New findings suggest that middle-aged and older people with bigger waist sizes, even people within the fit body mass index range, are more at risk of heart failure.
The researchers analyzed the weight, height, and waist size of approximately 80,000 men and women in their mid-40s to early 80s. They recorded how many of them had heart failure in a seven-year time period. The study’s lead author, Emily Levitan of Beth Israel Deaconess, stated that the bigger your waistline gets, the more your risk increases.

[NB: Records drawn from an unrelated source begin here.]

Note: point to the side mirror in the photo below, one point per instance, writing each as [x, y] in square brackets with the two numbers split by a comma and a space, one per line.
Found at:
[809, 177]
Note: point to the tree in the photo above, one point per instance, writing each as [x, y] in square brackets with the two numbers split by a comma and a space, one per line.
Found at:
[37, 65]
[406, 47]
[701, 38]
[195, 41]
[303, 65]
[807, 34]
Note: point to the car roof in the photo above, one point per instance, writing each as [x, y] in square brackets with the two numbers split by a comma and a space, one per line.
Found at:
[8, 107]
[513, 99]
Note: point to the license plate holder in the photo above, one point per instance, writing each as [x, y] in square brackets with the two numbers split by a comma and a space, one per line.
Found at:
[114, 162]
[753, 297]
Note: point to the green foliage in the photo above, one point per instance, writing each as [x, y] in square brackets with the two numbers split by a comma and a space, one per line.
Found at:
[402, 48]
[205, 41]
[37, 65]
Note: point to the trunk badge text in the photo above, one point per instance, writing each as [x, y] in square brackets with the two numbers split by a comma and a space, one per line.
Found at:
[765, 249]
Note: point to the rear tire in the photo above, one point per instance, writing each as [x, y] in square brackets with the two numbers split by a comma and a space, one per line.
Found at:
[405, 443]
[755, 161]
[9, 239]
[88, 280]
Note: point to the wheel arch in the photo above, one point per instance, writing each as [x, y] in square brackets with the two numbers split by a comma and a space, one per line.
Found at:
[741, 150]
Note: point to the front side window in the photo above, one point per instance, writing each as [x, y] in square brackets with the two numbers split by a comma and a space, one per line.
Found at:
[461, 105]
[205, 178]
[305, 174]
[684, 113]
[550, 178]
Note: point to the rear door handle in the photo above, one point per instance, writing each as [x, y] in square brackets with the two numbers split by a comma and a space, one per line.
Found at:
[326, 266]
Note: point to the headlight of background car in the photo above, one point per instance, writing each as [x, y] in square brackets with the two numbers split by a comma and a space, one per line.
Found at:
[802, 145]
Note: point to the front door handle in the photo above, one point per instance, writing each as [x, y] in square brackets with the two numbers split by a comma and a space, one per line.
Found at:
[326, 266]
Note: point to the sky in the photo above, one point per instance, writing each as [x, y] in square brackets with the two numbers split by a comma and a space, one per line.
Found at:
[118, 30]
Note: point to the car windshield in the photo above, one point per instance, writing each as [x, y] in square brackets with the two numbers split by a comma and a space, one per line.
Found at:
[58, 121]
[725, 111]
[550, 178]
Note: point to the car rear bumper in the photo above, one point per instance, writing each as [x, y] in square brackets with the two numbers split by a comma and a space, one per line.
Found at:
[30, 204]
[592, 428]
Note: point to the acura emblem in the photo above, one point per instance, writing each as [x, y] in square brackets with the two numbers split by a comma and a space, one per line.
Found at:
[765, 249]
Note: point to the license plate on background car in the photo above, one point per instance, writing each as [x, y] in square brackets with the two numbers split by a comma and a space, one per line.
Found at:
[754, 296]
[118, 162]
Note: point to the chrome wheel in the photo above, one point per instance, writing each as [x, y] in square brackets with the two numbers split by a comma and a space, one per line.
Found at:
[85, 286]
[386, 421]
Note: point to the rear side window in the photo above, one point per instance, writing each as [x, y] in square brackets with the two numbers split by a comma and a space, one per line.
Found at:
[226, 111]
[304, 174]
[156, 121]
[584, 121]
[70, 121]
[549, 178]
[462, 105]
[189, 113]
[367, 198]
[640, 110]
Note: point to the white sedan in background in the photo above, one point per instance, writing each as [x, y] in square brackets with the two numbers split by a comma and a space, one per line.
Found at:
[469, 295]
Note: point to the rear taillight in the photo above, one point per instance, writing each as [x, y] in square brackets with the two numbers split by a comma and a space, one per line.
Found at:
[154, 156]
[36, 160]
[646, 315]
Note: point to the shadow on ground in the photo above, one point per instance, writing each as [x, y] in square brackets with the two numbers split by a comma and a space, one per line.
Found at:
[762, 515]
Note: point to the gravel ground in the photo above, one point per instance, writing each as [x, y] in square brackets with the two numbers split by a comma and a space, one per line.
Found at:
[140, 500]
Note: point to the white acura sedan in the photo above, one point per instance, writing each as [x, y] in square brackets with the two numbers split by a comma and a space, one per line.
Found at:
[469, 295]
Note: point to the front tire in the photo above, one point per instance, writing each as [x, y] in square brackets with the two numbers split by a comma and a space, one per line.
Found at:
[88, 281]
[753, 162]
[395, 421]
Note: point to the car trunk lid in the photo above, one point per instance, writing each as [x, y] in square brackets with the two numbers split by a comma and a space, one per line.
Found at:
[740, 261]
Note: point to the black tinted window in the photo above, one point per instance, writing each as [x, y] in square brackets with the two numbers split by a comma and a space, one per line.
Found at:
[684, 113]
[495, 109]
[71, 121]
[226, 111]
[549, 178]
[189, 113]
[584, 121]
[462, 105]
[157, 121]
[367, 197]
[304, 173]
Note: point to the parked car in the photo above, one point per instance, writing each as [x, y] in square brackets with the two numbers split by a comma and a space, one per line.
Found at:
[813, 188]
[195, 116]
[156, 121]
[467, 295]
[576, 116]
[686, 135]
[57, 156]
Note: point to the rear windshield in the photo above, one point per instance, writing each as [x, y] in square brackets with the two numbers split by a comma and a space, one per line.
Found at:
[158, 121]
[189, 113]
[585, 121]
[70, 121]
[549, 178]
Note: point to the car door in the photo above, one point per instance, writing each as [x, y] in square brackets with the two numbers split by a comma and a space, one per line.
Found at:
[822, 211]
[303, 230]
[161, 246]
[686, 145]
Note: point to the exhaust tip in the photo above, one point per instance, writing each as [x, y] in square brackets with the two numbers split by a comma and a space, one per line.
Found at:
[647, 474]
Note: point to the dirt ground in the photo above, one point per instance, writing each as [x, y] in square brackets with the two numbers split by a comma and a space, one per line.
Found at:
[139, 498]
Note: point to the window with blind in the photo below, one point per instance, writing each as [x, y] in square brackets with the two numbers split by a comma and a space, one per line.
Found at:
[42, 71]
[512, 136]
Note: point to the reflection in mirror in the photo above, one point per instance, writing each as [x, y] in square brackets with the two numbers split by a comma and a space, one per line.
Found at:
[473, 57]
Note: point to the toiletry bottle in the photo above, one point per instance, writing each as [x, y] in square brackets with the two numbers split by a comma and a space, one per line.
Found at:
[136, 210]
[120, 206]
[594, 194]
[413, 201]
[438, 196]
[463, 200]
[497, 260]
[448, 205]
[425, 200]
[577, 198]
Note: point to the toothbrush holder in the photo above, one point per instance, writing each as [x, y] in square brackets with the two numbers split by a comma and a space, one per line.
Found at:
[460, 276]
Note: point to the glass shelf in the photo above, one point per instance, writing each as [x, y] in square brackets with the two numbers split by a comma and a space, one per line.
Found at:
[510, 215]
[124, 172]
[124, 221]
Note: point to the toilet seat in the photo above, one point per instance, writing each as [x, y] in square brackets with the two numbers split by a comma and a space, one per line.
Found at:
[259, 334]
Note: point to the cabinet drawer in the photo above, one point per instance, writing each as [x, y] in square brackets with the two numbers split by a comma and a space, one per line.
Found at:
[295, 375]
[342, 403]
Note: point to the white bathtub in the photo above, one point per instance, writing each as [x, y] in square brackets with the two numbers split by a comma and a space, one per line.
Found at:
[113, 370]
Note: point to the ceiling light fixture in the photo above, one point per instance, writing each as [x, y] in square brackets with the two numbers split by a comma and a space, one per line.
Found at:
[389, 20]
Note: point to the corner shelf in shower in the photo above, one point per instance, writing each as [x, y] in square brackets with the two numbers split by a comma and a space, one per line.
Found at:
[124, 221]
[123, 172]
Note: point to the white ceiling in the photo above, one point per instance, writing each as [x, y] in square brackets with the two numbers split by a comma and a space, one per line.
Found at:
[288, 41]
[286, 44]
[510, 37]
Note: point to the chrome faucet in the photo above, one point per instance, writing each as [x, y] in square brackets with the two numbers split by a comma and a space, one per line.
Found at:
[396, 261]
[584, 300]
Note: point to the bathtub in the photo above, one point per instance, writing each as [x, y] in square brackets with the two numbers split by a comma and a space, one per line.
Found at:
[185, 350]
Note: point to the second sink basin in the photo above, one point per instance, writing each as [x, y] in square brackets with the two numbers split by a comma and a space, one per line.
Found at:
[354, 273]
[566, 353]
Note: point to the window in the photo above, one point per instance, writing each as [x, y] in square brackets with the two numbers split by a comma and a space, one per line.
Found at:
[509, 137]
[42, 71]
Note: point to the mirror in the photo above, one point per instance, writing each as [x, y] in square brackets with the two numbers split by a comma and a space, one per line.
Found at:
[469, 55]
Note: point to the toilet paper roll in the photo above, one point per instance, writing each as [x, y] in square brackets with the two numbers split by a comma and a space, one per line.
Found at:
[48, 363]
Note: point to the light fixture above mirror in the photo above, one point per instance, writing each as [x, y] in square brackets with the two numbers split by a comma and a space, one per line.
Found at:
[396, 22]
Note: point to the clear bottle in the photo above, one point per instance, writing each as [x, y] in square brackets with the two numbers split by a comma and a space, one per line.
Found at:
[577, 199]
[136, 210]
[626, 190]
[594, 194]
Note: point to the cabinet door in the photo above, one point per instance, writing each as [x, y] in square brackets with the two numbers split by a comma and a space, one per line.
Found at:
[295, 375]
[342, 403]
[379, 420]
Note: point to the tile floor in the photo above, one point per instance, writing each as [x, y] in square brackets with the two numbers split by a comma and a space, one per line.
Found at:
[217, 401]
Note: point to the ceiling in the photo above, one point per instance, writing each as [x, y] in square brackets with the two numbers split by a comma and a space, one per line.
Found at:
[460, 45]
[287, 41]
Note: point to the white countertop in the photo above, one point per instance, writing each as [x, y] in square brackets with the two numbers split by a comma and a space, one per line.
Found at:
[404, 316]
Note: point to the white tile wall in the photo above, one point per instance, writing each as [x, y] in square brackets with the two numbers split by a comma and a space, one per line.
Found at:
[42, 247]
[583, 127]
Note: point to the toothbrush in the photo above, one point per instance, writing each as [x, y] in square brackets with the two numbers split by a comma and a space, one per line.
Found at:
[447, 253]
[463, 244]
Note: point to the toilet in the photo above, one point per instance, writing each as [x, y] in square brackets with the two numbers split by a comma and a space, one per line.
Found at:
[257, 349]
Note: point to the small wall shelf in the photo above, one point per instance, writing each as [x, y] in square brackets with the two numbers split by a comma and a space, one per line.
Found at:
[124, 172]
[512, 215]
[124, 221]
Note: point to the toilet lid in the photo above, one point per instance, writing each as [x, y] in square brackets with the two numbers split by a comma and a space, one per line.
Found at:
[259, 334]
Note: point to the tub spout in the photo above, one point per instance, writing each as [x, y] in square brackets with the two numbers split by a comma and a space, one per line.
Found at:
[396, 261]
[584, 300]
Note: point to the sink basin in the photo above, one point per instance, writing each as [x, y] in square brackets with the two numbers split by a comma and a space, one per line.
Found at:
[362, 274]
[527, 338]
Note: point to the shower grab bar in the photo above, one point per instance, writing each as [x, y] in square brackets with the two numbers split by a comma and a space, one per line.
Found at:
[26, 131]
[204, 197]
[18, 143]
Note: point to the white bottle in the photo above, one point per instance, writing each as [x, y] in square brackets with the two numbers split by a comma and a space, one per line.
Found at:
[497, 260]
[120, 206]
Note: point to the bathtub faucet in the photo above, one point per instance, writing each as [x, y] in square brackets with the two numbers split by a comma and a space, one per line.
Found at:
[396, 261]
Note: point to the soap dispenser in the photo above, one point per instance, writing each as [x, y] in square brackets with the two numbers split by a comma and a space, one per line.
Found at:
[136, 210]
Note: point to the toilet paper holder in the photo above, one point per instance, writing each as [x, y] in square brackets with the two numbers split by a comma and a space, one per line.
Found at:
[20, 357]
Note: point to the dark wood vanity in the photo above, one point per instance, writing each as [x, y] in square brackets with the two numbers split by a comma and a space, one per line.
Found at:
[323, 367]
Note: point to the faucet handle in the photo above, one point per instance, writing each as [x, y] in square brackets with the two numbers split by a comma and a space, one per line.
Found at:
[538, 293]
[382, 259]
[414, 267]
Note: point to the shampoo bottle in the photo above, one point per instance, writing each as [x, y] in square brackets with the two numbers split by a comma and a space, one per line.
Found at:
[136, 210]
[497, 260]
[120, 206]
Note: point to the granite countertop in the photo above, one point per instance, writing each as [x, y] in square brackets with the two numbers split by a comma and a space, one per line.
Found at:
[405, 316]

The report stated that women holding extra weight around their stomachs were 15 per cent more likely to develop heart failure. Yet, men were somewhat worse off, being 16 per cent more likely to develop the life-threatening condition if they had a larger stomach.
Heart failure (also known as congestive heart failure) is a life-threatening condition that occurs when the heart can no longer pump an adequate amount of blood to meet the body’s needs. It is typically caused by existing cardiac conditions, including high blood pressure and coronary artery disease. Heart failure is the number one cause of hospitalization among patients 65 and older, and is characterized by such symptoms as fatigue and weakness, difficulty walking, rapid or irregular heartbeat, and persistent cough or wheezing.
The strength of the studies findings tended to decline among older people. Since people tend to get frailer with age, the researcher reorted, it’s conceivable that body weight and fat become a less important determinant of risk as people get older.